Monday, February 13, 2012

Catching Up...

Almost three years ago,  I came to the conclusion that God wanted more for me and from me in this life.  An overwhelming notion for the first time mother of a newborn daughter.  Just two months after the birth of my sweet Claire, my dear stepmother died.  This was devastating on two levels.  First of all, my stepmother had been a Godsend in growing up with my extremely challenging father.  Second of all, her death reopened the wound of my father's death, which had occurred just four years earlier.  Flooded with new mom hormones, mourning, and feeling a crossroads in my own life, I made the decision to talk it out in counseling. 

I sat down, in front of Jan, feeling about as vulnerable and lost as imaginable.  It felt like everything flooded out of me in tears and hopelessness.  While grief had driven me into counseling, it became readily apparent that my own feelings about my station in life were the real reason I was there.  I felt stuck.  I felt like I wanted more from life, but feel powerless to get it and unsure of what 'it' really was in the first place.  There is something about having a first baby that truly changes your perception of everything.  For me, it was deep consideration of who I want to be as a role model and what do I want for my family and child.  What I did not want, was to be a mother who miserable because she did nothing to better her situation.  At this point in time, my husband was on the super fast track to a Master's degree (details of that spared for the sake of my husband's sanity and mine) and I was resentful because I could not do that now.  Jan looked up at me with wide eyes and said, "Why can't you, Lindsay? Why can't you go back to school?"  Pause, hesitate, answer: "because I have a baby," I answered-- as if that was finite- open and close.  Not-so-much.  "Lindsay, lots of great moms have babies and go to school.  Great mother and great achiever are not mutually exclusive." Oh! Really?  So I can do this? 

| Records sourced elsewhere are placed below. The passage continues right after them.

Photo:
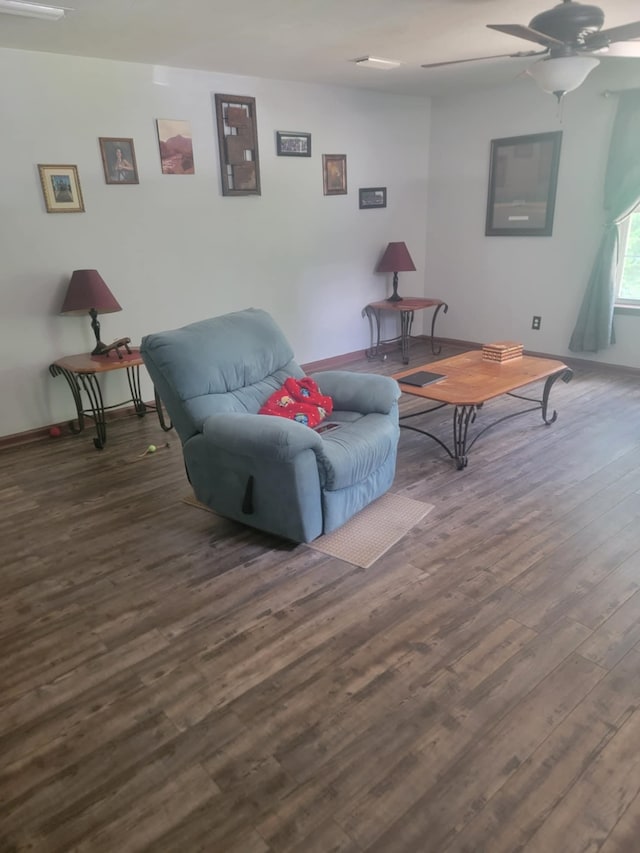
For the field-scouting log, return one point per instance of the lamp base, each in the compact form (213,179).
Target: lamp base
(394,296)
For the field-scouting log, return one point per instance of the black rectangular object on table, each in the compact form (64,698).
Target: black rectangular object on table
(421,378)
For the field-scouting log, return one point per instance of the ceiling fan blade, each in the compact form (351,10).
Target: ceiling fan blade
(522,54)
(625,32)
(526,33)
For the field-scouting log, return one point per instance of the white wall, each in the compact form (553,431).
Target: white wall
(173,249)
(494,285)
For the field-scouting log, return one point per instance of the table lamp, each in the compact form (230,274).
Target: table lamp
(88,293)
(396,259)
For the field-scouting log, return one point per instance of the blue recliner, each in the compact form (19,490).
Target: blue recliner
(270,472)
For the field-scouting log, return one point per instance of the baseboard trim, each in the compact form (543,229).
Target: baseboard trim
(31,435)
(335,362)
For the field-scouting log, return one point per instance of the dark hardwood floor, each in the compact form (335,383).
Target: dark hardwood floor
(173,681)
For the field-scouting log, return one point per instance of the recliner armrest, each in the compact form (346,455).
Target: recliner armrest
(267,436)
(358,392)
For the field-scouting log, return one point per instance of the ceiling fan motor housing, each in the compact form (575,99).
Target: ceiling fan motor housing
(569,22)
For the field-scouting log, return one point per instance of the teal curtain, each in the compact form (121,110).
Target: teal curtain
(594,327)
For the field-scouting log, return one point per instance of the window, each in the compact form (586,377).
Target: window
(629,267)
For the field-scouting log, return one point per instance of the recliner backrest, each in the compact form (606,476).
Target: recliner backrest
(230,363)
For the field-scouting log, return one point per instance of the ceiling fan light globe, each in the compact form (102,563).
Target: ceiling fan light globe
(562,74)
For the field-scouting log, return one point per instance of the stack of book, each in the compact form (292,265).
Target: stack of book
(501,351)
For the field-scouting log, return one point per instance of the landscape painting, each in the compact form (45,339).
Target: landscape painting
(176,147)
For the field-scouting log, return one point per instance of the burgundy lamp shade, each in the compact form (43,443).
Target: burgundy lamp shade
(88,290)
(396,259)
(88,294)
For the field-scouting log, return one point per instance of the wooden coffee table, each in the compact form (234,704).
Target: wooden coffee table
(470,382)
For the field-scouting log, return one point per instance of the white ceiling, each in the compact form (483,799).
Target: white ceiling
(304,40)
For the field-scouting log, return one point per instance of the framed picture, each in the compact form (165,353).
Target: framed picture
(61,189)
(370,197)
(176,146)
(118,160)
(334,174)
(523,175)
(238,144)
(292,144)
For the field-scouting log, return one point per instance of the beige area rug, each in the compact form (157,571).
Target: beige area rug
(370,533)
(375,529)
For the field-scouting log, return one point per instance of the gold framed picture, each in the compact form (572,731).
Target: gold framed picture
(334,174)
(61,188)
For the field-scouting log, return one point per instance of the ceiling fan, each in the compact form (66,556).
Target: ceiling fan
(570,33)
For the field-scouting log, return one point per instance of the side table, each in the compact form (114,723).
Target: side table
(82,371)
(406,308)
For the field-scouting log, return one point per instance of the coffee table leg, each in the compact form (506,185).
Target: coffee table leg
(406,321)
(445,308)
(462,417)
(566,376)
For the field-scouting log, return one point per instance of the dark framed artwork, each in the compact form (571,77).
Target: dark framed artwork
(176,146)
(523,175)
(293,144)
(118,160)
(238,144)
(61,189)
(372,197)
(334,174)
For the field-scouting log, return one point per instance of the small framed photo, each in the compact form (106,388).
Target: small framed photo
(118,160)
(370,197)
(61,189)
(334,174)
(289,143)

I posed it to Michael, at which point he praised the idea and I was enrolled at the University of Central Oklahoma before the conversation was complete.  It is only fitting that I should enter the Guidance and Counseling program. 

At this point, the world began to open up to numerous opportunities.

"Ask and it will be given to you; seek and you will find; knock and the door will be opened to you." Matthew 7:7

My perspective changed.  I realized, if I wanted to prosper, I had to take action.  I also realized that there is a plan for me and that it is true- when God closes a door- he does open a window.

My mantra became and remains: "For I know the plans I have for you, declares the Lord, plans to prosper you, not to harm you.  Plans to give you a hope and a future." Jer. 29:11

While I feel I rambled on here, it is truly a condensed version of this course of events.  The blog is titled "Such Great Heights" because the the song by the Postal Service.  For me, it implies the freedom to go in the direction of my dreams and create a beautiful life for my family.